More philosophy (and a bit of motorcycle maintenance)
|Robert and Chris Pirsig on the road-trip that provided part of|
the inspiration for Zen and the Art of Motorcycle Maintenance
Zen and the art of motorcycle maintenance is quite unlike anything else I've read. Oddly enough, if I had been writing this post a week ago, I would probably have said that it was quite unlike anything else I've ever read; but part of the prompting to read this came through reading Elizabeth McKenzie's The portable Veblen, which reminded me of what I thought ZMM was about. I think I was both right and wrong about that...
ZMM is hard to describe - is it fiction?, is it fact?, is it a travelogue?, a musing on philosophy and materialism?, a motorcycle repair manual?, an exploration of mental health?, or a book about what makes life worth living? It's a little bit of all the former, but principally it's about the latter. The narrator of the book remains anonymous, but his son is called Chris, and much of the narrator's life mirrors that of the author, Robert M. Pirsig, it's more autobiographical than fictional, but Pirsig has not been afraid to move around real events to suit the narrative flow.
The book opens with Robert and his 11 year old son, Chris, going on a motor-cycle road-trip across the United States, with friends. En route Robert, a former lecturer, is forced to face his own demons of mental health - he had suffered from serious mental health issues (paranoid schizophrenia and depression, although these are never clearly defined in the book). As part of the treatment process, he was subjected to forced electroconvulsive therapy, which led to much of his earlier life as "another person", who he calls Phaedrus, being blotted out. The road-trip is partly to bond with Chris, part for the fun of it, part to re-kindle these lost memories, and part, what Pirsig refers to as a Chatauqua, a series of short talks looking into philosophy, the meaning of life, and his attempts to define "Quality". Along the way Pirsig struggles with his own mental health, and his relationship and fears for Chris.
I was sure that The portable Veblen must have been inspired by ZMM. Structurally, and to a certain extent, story-wise they have such a lot in common.
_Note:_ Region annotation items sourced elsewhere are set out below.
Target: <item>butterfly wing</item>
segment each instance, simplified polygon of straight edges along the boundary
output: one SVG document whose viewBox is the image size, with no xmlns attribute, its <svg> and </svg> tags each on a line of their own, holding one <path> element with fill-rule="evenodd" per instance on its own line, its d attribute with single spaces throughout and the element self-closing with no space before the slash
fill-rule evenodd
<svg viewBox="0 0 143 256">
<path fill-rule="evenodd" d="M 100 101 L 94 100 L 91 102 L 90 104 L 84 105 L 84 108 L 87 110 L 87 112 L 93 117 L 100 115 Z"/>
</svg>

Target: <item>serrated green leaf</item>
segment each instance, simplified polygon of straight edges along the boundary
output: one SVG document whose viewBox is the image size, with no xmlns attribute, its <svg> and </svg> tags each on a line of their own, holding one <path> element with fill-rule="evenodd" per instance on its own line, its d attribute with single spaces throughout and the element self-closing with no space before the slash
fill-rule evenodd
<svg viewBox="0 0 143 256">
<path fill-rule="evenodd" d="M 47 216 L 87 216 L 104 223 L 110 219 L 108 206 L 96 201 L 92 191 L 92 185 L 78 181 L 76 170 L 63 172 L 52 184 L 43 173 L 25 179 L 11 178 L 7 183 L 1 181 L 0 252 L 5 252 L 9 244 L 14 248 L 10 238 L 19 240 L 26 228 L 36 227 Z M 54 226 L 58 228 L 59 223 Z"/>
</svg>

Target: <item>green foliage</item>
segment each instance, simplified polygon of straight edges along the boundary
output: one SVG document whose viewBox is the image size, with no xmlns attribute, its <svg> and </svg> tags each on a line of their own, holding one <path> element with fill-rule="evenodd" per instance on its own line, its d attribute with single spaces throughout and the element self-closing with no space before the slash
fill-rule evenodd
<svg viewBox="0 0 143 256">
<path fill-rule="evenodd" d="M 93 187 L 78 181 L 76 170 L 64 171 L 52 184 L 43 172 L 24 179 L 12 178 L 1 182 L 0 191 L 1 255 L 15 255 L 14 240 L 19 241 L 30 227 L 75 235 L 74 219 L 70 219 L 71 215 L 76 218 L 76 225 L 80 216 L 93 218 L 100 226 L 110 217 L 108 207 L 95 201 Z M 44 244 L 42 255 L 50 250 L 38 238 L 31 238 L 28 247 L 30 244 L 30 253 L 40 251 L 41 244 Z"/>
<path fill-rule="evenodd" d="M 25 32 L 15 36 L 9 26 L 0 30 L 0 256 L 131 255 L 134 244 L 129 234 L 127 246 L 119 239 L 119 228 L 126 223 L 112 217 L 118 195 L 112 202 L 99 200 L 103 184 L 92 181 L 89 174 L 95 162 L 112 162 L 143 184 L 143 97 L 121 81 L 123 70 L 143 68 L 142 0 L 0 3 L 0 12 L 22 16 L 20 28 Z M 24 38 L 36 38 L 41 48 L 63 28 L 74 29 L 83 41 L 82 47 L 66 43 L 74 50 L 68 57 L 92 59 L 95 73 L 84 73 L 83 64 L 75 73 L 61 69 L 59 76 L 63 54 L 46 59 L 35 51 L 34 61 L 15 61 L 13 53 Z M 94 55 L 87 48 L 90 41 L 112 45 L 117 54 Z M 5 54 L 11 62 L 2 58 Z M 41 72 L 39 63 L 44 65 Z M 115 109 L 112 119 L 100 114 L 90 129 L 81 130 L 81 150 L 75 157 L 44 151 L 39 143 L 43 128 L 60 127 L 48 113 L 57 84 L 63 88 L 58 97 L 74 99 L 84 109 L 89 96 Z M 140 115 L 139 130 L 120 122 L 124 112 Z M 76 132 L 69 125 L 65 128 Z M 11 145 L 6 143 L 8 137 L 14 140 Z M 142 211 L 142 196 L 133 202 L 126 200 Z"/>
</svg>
The author very kindly sent me a tweet, and I asked her if ZMM was an inspiration. Curiously she had never read it. I suspect though that it's one of those books that always leaves its mark even if it's only in the zeitgeist of the times. ZMM is of its period, Woodstock and hippies, and the late '60's, early '70's, but it's also an eternal story of life, its struggles and its beauty; and as such there will always be time for some quality motorcycle maintenance.